There is much to admire about Christine Schutt's Prosperous Friends, but not a whole lot to love. It's a cold book, and bone thin. It's sparse in the way that a winter tree is sparse--unfruitful and hard, all excess life discarded to survive the conditions. Once I started to read it, I became addicted to it. But I also wanted to take it into a field to bury it and leave it far away from me.

Prosperous Friends is the story of two marriages. Ned and Isabel are young, attractive, and full of promise. "Full of promise" is about all they are, though, as neither of them is actualizing their potential. They are writers--they met in an MFA program—and while Ned releases promising short story collections, the grand work that will make his name and fully utilize his talents eludes him. Isabel was considered the most promising student in her program, but outside of the program she has no discipline, no drive, and no publishing credits. Their marriage, too, was promising, but dissolved into sexual dissatisfaction and Isabel's dying ambitions.

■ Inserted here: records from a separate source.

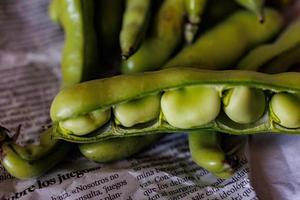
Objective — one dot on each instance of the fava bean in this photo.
(137, 111)
(80, 47)
(85, 124)
(108, 25)
(103, 94)
(165, 36)
(283, 62)
(285, 109)
(244, 105)
(190, 106)
(257, 58)
(240, 32)
(134, 26)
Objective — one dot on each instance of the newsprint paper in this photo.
(30, 47)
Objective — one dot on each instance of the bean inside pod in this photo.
(176, 100)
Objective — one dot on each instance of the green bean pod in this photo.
(194, 9)
(206, 152)
(103, 94)
(117, 148)
(80, 47)
(283, 62)
(255, 6)
(257, 58)
(160, 44)
(134, 25)
(33, 152)
(240, 32)
(108, 21)
(23, 169)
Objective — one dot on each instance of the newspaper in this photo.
(30, 48)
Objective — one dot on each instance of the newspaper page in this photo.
(30, 47)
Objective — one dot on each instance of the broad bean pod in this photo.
(165, 37)
(194, 9)
(80, 47)
(255, 6)
(284, 62)
(108, 25)
(190, 100)
(23, 169)
(34, 152)
(134, 25)
(257, 58)
(206, 152)
(117, 148)
(240, 32)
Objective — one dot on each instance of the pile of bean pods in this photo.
(217, 70)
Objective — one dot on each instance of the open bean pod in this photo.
(188, 99)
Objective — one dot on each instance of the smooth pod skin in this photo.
(194, 9)
(244, 105)
(285, 109)
(107, 93)
(255, 6)
(190, 106)
(80, 47)
(206, 151)
(23, 169)
(134, 25)
(240, 32)
(283, 62)
(159, 45)
(137, 111)
(116, 149)
(85, 124)
(34, 152)
(257, 58)
(108, 25)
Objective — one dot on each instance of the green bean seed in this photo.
(285, 109)
(190, 101)
(138, 111)
(116, 149)
(206, 152)
(82, 125)
(190, 106)
(244, 105)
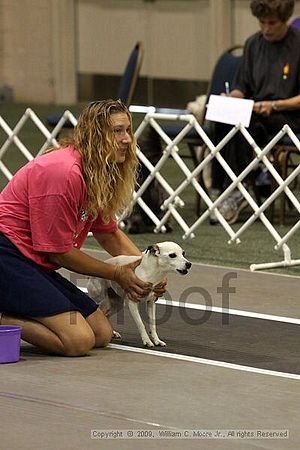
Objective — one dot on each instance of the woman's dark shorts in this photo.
(28, 290)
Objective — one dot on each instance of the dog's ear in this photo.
(153, 250)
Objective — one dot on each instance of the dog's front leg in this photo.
(151, 308)
(134, 310)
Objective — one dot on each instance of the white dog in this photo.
(156, 262)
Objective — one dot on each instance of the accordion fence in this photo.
(172, 206)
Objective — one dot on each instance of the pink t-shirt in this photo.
(42, 207)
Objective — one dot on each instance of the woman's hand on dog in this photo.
(135, 288)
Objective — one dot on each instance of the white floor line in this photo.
(216, 309)
(207, 362)
(234, 312)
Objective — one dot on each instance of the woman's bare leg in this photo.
(101, 327)
(66, 334)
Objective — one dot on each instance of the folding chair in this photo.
(126, 87)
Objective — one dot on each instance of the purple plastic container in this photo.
(10, 342)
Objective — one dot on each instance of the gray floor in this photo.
(54, 403)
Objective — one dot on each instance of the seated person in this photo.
(269, 74)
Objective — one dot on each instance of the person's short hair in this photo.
(283, 9)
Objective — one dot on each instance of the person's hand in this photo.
(263, 108)
(160, 288)
(135, 288)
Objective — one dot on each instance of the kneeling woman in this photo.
(46, 212)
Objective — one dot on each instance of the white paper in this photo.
(230, 110)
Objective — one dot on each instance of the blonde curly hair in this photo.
(110, 184)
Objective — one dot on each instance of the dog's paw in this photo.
(116, 335)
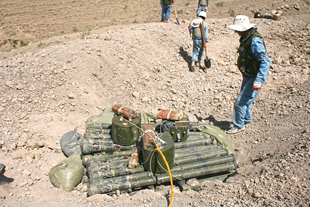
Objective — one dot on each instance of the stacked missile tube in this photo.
(111, 166)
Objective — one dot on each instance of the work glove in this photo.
(257, 85)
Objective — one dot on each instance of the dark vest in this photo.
(248, 65)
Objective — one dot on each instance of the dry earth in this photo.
(59, 80)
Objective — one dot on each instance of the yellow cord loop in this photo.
(168, 168)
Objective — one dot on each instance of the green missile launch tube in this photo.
(160, 179)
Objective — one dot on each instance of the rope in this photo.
(119, 110)
(168, 168)
(164, 158)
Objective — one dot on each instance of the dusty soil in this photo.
(84, 56)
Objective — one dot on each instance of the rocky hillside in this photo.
(47, 92)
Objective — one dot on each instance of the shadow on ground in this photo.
(223, 125)
(185, 56)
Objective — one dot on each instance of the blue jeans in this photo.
(165, 11)
(242, 107)
(201, 8)
(198, 49)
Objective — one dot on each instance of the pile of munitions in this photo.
(122, 156)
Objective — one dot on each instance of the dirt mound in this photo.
(49, 91)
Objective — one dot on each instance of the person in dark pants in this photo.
(166, 8)
(202, 6)
(253, 62)
(197, 29)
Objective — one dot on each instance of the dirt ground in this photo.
(65, 61)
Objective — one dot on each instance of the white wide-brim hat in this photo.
(241, 24)
(196, 22)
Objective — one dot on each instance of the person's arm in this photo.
(259, 51)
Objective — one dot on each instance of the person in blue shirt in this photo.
(253, 62)
(166, 9)
(202, 6)
(199, 31)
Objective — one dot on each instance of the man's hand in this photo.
(257, 85)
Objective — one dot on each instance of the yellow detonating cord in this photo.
(168, 168)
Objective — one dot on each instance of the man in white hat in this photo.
(166, 8)
(202, 5)
(253, 62)
(199, 31)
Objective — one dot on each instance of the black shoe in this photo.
(2, 169)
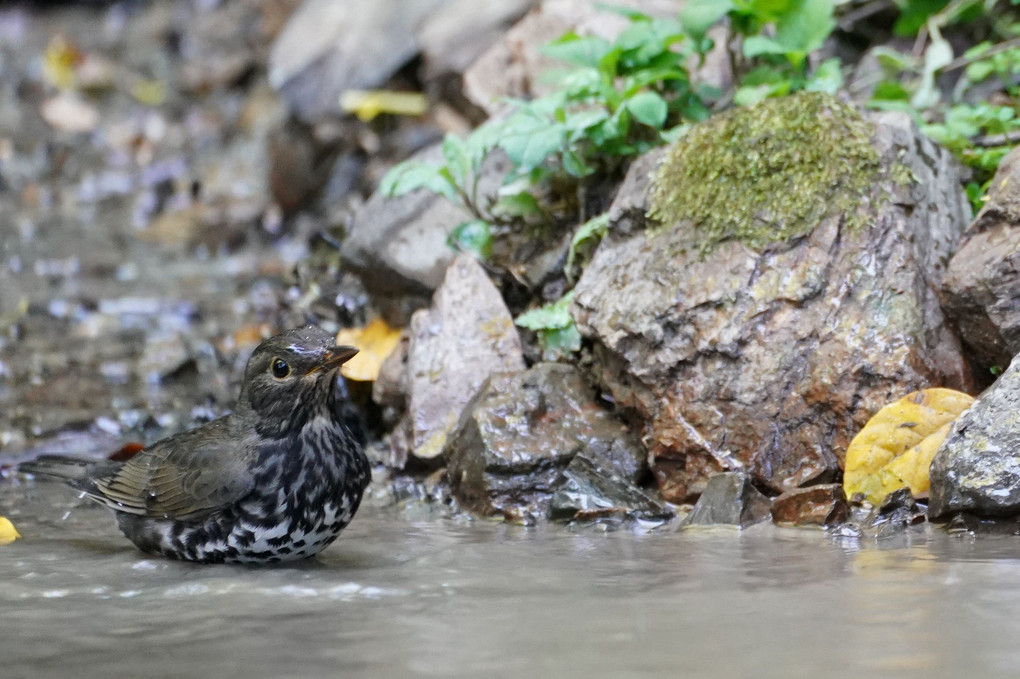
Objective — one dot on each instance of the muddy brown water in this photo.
(410, 591)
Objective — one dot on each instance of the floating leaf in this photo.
(367, 104)
(7, 531)
(895, 448)
(375, 342)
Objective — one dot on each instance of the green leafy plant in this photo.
(618, 99)
(773, 39)
(980, 132)
(558, 335)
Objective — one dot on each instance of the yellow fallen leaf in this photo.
(895, 448)
(366, 104)
(7, 531)
(375, 342)
(59, 60)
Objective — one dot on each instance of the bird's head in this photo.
(291, 376)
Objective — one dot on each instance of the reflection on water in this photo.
(406, 593)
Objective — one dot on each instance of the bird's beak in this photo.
(334, 358)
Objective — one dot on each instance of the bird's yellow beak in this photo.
(334, 358)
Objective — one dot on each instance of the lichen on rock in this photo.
(769, 172)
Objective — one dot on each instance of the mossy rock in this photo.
(770, 172)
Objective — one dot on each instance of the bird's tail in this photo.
(74, 471)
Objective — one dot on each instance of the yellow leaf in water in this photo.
(366, 104)
(895, 448)
(375, 342)
(59, 61)
(7, 531)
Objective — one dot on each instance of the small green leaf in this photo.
(473, 237)
(583, 51)
(522, 204)
(555, 327)
(411, 175)
(700, 15)
(648, 108)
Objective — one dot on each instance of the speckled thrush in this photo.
(274, 480)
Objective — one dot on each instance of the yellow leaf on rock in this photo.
(7, 531)
(375, 342)
(896, 447)
(366, 104)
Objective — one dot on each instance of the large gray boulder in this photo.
(981, 291)
(769, 357)
(977, 468)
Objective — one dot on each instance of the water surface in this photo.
(416, 592)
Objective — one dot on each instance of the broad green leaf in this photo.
(456, 154)
(804, 28)
(648, 108)
(581, 50)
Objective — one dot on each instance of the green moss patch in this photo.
(768, 172)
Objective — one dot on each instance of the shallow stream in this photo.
(406, 591)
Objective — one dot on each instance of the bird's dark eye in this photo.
(279, 368)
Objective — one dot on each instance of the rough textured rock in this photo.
(590, 491)
(981, 291)
(513, 66)
(522, 429)
(453, 37)
(466, 335)
(729, 499)
(771, 360)
(817, 505)
(398, 246)
(330, 46)
(977, 469)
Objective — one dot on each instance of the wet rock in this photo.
(899, 509)
(729, 499)
(591, 491)
(522, 429)
(330, 46)
(465, 336)
(398, 246)
(981, 291)
(817, 505)
(977, 469)
(454, 36)
(771, 359)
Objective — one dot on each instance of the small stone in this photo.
(455, 346)
(522, 429)
(729, 499)
(817, 506)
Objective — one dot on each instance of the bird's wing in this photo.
(185, 476)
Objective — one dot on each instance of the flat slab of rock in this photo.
(981, 291)
(729, 499)
(591, 491)
(466, 335)
(519, 433)
(770, 361)
(977, 468)
(815, 506)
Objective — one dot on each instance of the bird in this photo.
(276, 479)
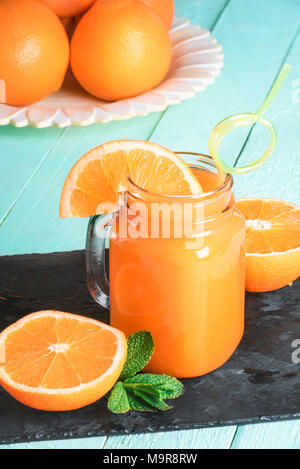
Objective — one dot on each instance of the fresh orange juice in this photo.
(189, 290)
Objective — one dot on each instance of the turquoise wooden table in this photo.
(258, 36)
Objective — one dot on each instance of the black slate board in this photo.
(258, 384)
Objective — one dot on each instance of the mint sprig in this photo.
(140, 347)
(142, 392)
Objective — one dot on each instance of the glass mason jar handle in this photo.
(97, 281)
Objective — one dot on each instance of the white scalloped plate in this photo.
(196, 61)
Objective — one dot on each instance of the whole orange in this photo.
(164, 8)
(67, 8)
(34, 52)
(120, 49)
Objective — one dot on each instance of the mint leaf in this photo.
(144, 392)
(139, 351)
(138, 404)
(118, 400)
(146, 388)
(154, 401)
(168, 386)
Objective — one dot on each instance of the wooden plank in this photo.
(280, 435)
(22, 151)
(279, 177)
(77, 443)
(210, 438)
(33, 225)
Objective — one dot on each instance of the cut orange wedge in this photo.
(101, 175)
(272, 243)
(60, 361)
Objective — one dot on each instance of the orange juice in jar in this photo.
(181, 277)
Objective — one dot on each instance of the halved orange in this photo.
(101, 175)
(60, 361)
(272, 243)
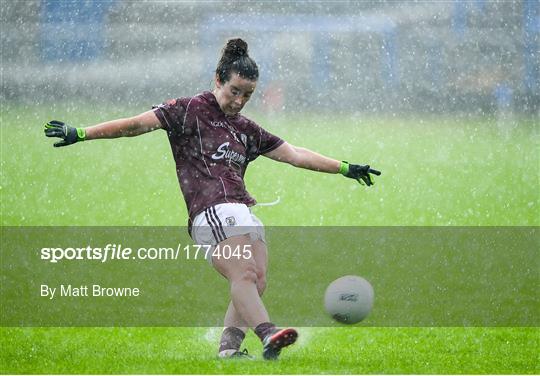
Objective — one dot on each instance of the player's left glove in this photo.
(69, 134)
(358, 172)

The other marriage belongs to Clive and Dinah. It's another artistic marriage—Clive is a painter who wants to use Isabel as his model and his mistress, and a poet who decides to ignore Clive's infidelities. They are older, and somewhat happy. Except that Dinah is what you would call a problem drinker, sneaking vodka into her morning juice and Clive is a cold and uncaring father. There are a few other marriages scattered about. Ned's former lover is now married to a man for his money, and she is flagrantly unfaithful. There's a rather grim older couple who own a B&B, presented, I suppose, as the best we can hope for in the world of this book: "He likes to nettle her, she knows, which is another way to love."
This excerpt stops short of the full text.